= Senior officer =

Category of military officers, above junior officer ranks

A senior officer is an officer of a more senior grade in military or other uniformed services. In military organisations, the term may refer to any officer above junior officer rank, but usually specifically refers to the middle-ranking group of commissioned officers above junior officer ranks but below flag, general or air rank. In most countries, this includes the ranks of lieutenant commander/major/squadron leader, commander/lieutenant colonel/wing commander and naval captain/colonel/group captain, or their equivalents. In some countries, it also includes brigadiers and commodores.

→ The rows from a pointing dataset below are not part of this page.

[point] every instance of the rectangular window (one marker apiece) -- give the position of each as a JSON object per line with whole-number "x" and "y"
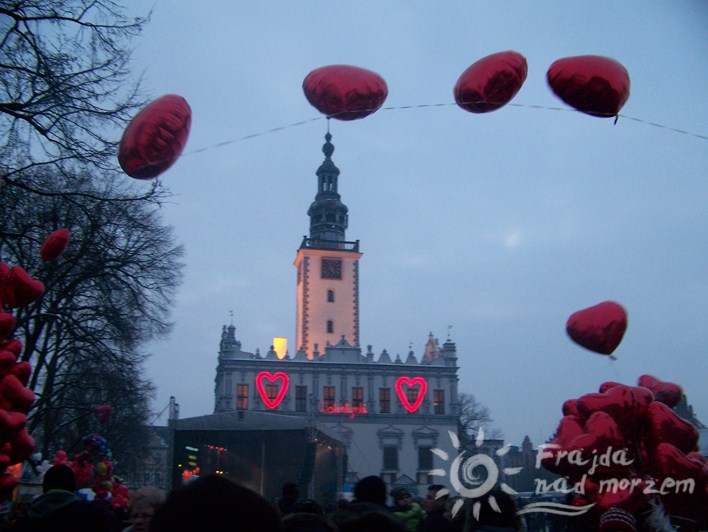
{"x": 272, "y": 391}
{"x": 390, "y": 458}
{"x": 328, "y": 396}
{"x": 425, "y": 459}
{"x": 439, "y": 401}
{"x": 385, "y": 400}
{"x": 357, "y": 396}
{"x": 242, "y": 397}
{"x": 301, "y": 398}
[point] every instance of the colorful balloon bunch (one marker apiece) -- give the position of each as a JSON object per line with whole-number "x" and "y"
{"x": 625, "y": 447}
{"x": 94, "y": 467}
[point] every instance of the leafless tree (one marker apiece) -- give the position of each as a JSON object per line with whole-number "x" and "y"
{"x": 108, "y": 294}
{"x": 473, "y": 416}
{"x": 65, "y": 94}
{"x": 65, "y": 98}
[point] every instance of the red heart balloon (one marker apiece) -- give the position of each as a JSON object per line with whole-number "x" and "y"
{"x": 410, "y": 383}
{"x": 14, "y": 396}
{"x": 569, "y": 427}
{"x": 620, "y": 402}
{"x": 155, "y": 138}
{"x": 601, "y": 425}
{"x": 596, "y": 85}
{"x": 665, "y": 426}
{"x": 677, "y": 477}
{"x": 599, "y": 328}
{"x": 7, "y": 325}
{"x": 570, "y": 408}
{"x": 272, "y": 400}
{"x": 345, "y": 92}
{"x": 54, "y": 245}
{"x": 491, "y": 82}
{"x": 644, "y": 397}
{"x": 666, "y": 392}
{"x": 22, "y": 289}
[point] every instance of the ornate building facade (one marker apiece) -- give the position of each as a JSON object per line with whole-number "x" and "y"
{"x": 390, "y": 414}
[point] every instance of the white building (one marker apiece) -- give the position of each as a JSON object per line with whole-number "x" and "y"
{"x": 389, "y": 414}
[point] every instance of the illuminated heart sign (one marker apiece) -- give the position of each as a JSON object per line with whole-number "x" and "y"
{"x": 410, "y": 383}
{"x": 272, "y": 403}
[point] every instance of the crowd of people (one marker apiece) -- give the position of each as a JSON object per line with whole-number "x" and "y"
{"x": 214, "y": 503}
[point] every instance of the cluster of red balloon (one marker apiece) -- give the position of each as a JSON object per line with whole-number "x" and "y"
{"x": 625, "y": 447}
{"x": 592, "y": 84}
{"x": 18, "y": 289}
{"x": 595, "y": 85}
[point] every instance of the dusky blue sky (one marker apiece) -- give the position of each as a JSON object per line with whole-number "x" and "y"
{"x": 500, "y": 225}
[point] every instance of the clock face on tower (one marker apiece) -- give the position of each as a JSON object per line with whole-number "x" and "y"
{"x": 331, "y": 269}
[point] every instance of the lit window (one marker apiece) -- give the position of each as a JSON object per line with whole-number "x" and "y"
{"x": 439, "y": 401}
{"x": 301, "y": 398}
{"x": 425, "y": 459}
{"x": 390, "y": 458}
{"x": 328, "y": 396}
{"x": 272, "y": 391}
{"x": 385, "y": 400}
{"x": 242, "y": 396}
{"x": 357, "y": 396}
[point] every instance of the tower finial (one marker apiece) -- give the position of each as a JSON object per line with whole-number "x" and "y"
{"x": 328, "y": 147}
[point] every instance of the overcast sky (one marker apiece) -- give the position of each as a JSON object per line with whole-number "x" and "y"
{"x": 499, "y": 225}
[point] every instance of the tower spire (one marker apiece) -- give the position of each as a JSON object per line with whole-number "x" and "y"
{"x": 328, "y": 215}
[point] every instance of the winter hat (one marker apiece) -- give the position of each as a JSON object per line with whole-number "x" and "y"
{"x": 617, "y": 519}
{"x": 400, "y": 493}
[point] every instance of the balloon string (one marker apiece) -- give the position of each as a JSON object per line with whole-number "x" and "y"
{"x": 427, "y": 105}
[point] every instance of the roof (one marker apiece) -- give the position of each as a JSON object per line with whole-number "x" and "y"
{"x": 242, "y": 420}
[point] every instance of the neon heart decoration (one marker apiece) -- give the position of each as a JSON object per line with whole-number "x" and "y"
{"x": 272, "y": 403}
{"x": 410, "y": 383}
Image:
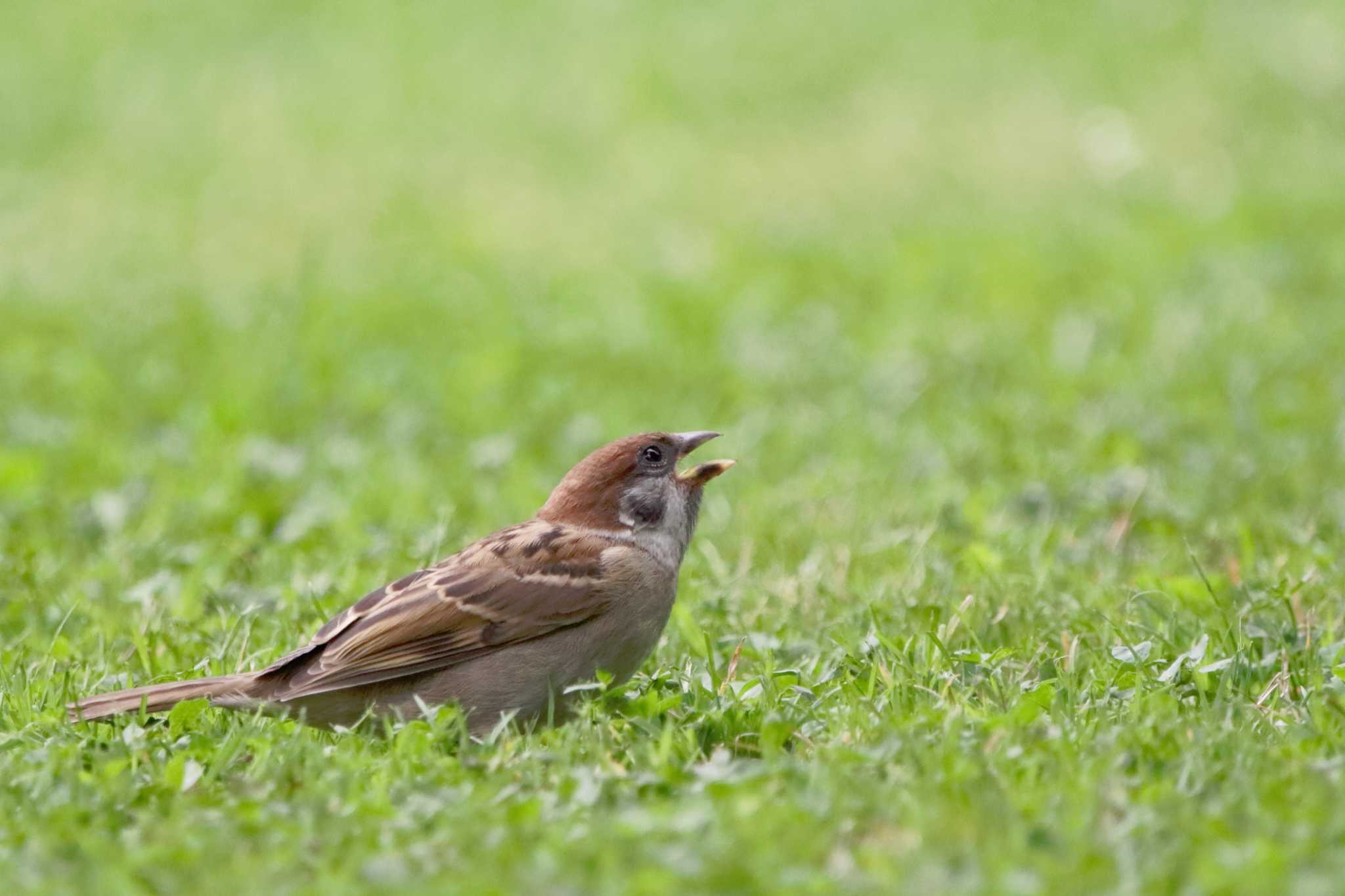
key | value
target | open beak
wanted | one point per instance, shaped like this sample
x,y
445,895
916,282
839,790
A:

Sometimes, particularly in the army, this grade is referred to as field-grade officers, field officers or officers of field rank. Historically, a regiment or battalion's field officers made up its command element.

==Canada==
In the Canadian Armed Forces, the term "senior officer" (officier supérieur) is used in all three services. It includes the army and air force ranks of major, lieutenant-colonel, and colonel, and the naval ranks of lieutenant-commander, commander, and captain.

==France==
In the French Armed Forces, senior officers are called officiers supérieurs. They include the army and air force ranks of commandant, lieutenant-colonel and colonel, and the naval ranks of capitaine de corvette, capitaine de frégate and capitaine de vaisseau.

==Germany==
In the German Bundeswehr, officers of the rank of Major, Oberstleutnant and Oberst in the Heer (army) and Luftwaffe (air force), and Korvettenkapitän, Fregattenkapitän and Kapitän zur See in the German Navy are traditionally known as Stabsoffiziere (staff officers).

==Russia==

Shtabofitser (Штаб-офицер), derived from the German stabsoffizier, was the designation of the following officers of the Russian Imperial Army and Navy until 1917.

| Rank group | Field officers (Штаб-офицеры) | | | | |
| Nevsky 1st Infantry Regiment | | | | | |
| Ivanogorodsky 99th IR | | | | | |
| | Полковник Polkovnik | Подполко́вник Podpolkovnik | Майо́р Major | Капитан Kapitan | Штабс-капитан Stabs-kapitan |

==United Kingdom and Commonwealth==
The British Army and Royal Marines use the terms "officers of field rank" or "field officers" to refer to the ranks of major, lieutenant colonel, colonel and brigadier. The term "senior officer" is used for the ranks of lieutenant commander, commander, captain and commodore in the Royal Navy, and squadron leader, wing commander and group captain in the Royal Air Force. An RAF air commodore, however, is considered to be an air officer.

A number of other armed forces in the Commonwealth, including Australia and New Zealand, also follow this pattern.

==United States==
The officer group in United States Armed Forces has two different names depending on the branch. In the Army, Marine Corps, Air Force, and Space Force the rank group is called field grade and consists of major, lieutenant colonel, and colonel. In the Navy, and Coast Guard, the rank group is called mid-grade and consists of lieutenant commander, commander, and captain.